日本に抜かりはないか?パラリンピックを成功させてこそ「一流国」

 

パラリンピックの精神とは……

パラリンピックはもともとイギリスが起源で、第2次大戦で損傷した傷痍軍人のために車椅子アーチェリーを催したことから始まったとされる。イギリスでは障がいがあってもスポーツを楽しむ雰囲気が国中にあり、ある種の成熟した国家を思わせる。日本でも最近、道や電車の中で車椅子に乗ったり、障がいのある人を手助けする光景が見られるようになってきた。

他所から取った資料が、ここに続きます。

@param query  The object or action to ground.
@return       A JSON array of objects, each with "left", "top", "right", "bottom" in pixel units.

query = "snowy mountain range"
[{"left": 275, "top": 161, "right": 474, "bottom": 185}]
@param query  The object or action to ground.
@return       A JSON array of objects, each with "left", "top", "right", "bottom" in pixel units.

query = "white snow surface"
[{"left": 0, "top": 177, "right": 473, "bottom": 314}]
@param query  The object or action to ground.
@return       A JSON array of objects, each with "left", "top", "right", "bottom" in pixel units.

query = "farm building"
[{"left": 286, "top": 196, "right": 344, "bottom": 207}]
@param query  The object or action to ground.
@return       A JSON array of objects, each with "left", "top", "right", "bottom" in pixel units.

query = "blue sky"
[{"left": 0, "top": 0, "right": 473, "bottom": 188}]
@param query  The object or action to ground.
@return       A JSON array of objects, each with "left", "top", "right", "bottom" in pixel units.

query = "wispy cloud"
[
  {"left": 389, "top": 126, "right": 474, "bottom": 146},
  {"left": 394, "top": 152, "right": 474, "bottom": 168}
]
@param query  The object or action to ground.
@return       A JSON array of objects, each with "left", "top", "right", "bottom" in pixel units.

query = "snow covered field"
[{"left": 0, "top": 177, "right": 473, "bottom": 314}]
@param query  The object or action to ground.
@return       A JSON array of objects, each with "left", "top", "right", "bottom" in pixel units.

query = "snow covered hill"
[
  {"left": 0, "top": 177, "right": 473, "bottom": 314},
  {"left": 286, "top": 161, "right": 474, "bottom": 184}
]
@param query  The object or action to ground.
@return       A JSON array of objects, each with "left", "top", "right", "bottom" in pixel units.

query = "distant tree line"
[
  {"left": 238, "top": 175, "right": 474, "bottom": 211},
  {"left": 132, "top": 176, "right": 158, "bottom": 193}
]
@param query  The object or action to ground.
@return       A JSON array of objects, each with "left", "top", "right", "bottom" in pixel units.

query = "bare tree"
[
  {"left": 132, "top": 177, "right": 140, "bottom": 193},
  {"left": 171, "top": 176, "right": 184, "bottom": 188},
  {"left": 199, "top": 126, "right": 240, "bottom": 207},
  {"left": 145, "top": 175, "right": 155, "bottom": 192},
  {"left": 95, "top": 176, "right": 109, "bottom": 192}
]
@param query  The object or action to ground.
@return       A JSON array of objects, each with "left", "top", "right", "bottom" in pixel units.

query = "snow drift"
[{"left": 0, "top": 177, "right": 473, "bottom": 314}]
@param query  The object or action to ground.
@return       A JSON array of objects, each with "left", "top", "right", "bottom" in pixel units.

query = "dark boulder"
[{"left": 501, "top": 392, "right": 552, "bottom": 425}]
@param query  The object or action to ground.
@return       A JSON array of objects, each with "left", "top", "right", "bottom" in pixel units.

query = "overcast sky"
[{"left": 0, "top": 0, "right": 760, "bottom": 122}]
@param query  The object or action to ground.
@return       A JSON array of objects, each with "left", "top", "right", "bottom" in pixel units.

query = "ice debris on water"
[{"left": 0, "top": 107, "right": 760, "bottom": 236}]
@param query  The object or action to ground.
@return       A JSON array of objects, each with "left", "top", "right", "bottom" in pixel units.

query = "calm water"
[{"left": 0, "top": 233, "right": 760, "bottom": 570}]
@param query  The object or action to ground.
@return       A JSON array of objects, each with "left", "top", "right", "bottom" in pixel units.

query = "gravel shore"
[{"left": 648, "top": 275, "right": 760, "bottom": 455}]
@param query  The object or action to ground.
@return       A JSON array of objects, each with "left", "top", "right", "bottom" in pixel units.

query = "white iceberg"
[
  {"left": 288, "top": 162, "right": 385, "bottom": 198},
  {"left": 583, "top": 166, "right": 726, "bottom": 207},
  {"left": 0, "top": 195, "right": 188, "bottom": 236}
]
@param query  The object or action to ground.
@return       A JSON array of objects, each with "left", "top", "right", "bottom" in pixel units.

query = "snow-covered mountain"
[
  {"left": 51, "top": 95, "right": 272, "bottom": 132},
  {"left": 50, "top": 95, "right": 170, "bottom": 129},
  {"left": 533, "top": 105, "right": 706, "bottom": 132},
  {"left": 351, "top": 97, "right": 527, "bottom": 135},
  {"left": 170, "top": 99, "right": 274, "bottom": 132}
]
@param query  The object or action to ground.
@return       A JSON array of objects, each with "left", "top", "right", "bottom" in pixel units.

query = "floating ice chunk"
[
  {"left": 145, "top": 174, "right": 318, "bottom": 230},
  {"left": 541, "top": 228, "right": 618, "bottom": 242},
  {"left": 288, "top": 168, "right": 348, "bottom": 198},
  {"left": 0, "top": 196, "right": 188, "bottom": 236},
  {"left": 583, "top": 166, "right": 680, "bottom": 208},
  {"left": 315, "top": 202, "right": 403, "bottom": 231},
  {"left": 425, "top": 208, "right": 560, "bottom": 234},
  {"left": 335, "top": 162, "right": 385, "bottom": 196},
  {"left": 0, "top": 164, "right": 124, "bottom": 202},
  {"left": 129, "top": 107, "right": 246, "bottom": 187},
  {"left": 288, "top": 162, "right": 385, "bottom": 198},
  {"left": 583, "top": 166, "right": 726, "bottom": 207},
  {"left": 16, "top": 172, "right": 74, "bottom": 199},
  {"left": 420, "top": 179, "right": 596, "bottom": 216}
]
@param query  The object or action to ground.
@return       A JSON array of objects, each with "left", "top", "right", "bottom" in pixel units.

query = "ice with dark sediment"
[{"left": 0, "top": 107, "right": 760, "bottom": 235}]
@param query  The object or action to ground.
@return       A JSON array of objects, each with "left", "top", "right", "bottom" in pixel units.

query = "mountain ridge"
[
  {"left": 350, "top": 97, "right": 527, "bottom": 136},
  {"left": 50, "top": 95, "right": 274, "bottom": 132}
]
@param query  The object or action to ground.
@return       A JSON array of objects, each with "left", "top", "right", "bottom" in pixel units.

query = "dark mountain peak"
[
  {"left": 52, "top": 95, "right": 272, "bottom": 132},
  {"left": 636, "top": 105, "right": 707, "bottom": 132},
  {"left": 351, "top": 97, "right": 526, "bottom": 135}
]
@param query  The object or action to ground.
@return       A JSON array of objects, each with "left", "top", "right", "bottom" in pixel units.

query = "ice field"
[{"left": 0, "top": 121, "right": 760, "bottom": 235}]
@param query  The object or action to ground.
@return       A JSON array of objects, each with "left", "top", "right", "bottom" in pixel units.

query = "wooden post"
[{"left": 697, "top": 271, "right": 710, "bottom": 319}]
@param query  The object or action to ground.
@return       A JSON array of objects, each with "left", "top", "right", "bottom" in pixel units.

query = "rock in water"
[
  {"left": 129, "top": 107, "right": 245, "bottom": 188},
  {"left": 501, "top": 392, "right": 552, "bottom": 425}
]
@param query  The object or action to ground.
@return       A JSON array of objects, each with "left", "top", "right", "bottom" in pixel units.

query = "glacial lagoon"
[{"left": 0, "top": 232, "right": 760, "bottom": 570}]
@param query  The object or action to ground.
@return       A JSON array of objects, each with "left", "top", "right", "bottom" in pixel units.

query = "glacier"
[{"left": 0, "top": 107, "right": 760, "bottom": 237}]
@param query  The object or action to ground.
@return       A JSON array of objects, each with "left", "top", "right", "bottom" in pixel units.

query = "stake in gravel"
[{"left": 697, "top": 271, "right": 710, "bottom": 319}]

ただ、100ヵ国以上の国から4,000人以上の選手がやってきて、それを見物する観客も大勢訪問した時、日本はどう対応しようと考えているのか。健常者のオリンピックのことでこれだけもめていることを考えると、はたしてパラリンピックの運営やバリアフリー化、資金補助、本当の「おもてなし」などの準備も進んでいるかと気にかかってくる。日本が成熟した国であることを示す良い機会がパラリンピックの運営と国民の協力だろう。

企業も巻き込んで本当の「オリンピック・パラリンピック」の成功へのスケジュールと協力体制を、今から準備しておくべきだろう。オリンピックのメダルの数だけを気にしていたら日本のおもてなし精神もそんなものか」といわれかねない。

オリンピックがどんどん商業化し、アマチュアだけでなくプロ選手も出場できるような時代だ。現在の東京オリンピック論議は、国立競技場の新建設のムダな資金やデザイン、主催する東京都の舛添前知事のスキャンダルなどの話ばかりが先行し、一体どんな東京五輪にしたいのかという精神や哲学はそっちのけになっている。1964年の東京五輪は日本中が湧いていくつかのレガシー(遺産)を残し、スポーツ振興の大きなきっかけにもなった。

2020年まであと4年、どんなオリンピックにするのか、国民的議論はほとんどないし、協力する企業はかなりの資金を出すのだろうが、企業からの声も聞こえてこない。今のままの雰囲気で進むと、国民の関心は薄れてしまうのではないか。どんなスポーツ健康国、障がい者スポーツ支援の国を目指すのか、一部の五輪関係者の話にするだけでなく、そろそろ国民の東京五輪に向けた本音や方向性を聞いておいた方がよいのではないか。